Publication year - 1994
Publication title -
journal of phytopathology
Language(s) - English
Resource type - Journals
SCImago Journal Rank - 0.53
H-Index - 60
eISSN - 1439-0434
pISSN - 0931-1785
DOI - 10.1111/j.1439-0434.1994.tb01473.x
Subject(s) - biology , recombinant dna , plasmid , dna , hybridization probe , genomic dna , microbiology and biotechnology , molecular cloning , molecular probe , digoxigenin , escherichia coli , dna–dna hybridization , bacteria , pathogen , genetics , gene , in situ hybridization , complementary dna , gene expression
Eco RI restriction fragments of genomic DNA from Clavibacter xyli subsp. xyli (CXX) were ligated with plasmid pUC18 and cloned in Escherichia coli JM109. The cloned DNA inserts from recombinant plasmids were Eco RI‐excised and labeled with non‐radioactive digoxigenin and used as probes. Ten specific DNA probes, RSD3, 15, 30, 31, 32, 35, 37, 41, 71, and 73 were selected for disease detection and pathogen differentiation. In the specificity tests, all of the 10 CXX DNA, probes differentiated Clavibacter xyli from other bacteria specifically.
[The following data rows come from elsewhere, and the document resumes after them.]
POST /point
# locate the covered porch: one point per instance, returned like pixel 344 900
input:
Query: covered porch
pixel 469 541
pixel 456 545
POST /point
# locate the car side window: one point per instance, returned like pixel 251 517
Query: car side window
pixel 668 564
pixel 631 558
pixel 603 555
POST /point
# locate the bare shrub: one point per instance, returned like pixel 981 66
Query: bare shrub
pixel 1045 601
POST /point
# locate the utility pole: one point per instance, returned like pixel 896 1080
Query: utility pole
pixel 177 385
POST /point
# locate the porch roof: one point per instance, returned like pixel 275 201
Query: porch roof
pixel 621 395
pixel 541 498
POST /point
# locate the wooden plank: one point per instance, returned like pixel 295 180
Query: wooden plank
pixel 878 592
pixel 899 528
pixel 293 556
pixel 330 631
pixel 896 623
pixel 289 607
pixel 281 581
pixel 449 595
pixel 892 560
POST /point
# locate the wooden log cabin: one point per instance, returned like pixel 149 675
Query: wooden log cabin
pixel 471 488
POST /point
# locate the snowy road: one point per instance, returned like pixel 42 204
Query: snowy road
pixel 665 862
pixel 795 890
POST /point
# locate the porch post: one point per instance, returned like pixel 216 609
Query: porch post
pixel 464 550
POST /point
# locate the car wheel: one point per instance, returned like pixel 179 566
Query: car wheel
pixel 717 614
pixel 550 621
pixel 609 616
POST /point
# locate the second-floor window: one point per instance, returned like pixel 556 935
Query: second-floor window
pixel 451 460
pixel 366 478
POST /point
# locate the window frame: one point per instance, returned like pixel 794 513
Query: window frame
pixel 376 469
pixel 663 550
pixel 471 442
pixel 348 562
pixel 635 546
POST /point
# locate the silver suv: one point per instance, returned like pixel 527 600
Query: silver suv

Seven out of the 10 CXX probes crossreacted with C. x. subsp. cynodontis (CXC) very weakly under moderate stringency wash conditions of hybridization. In the sensitivity tests, all of the 10 DNA probes detected the homologous DNA of CXX from 0.19 to 0.75 ng. To detect various cell numbers of CXX, the DNA probes detected 10 4 to 10 5 cells effectively. In Southern hybridizations, distinctly different band patterns were shown when the probes hybridized with DNA from CXX and CXC. Among these probes, RSD3, 15, 30, 31, 35, 37, and 71, efficiently detected CXX present in the sap collected from symptomless sugarcane.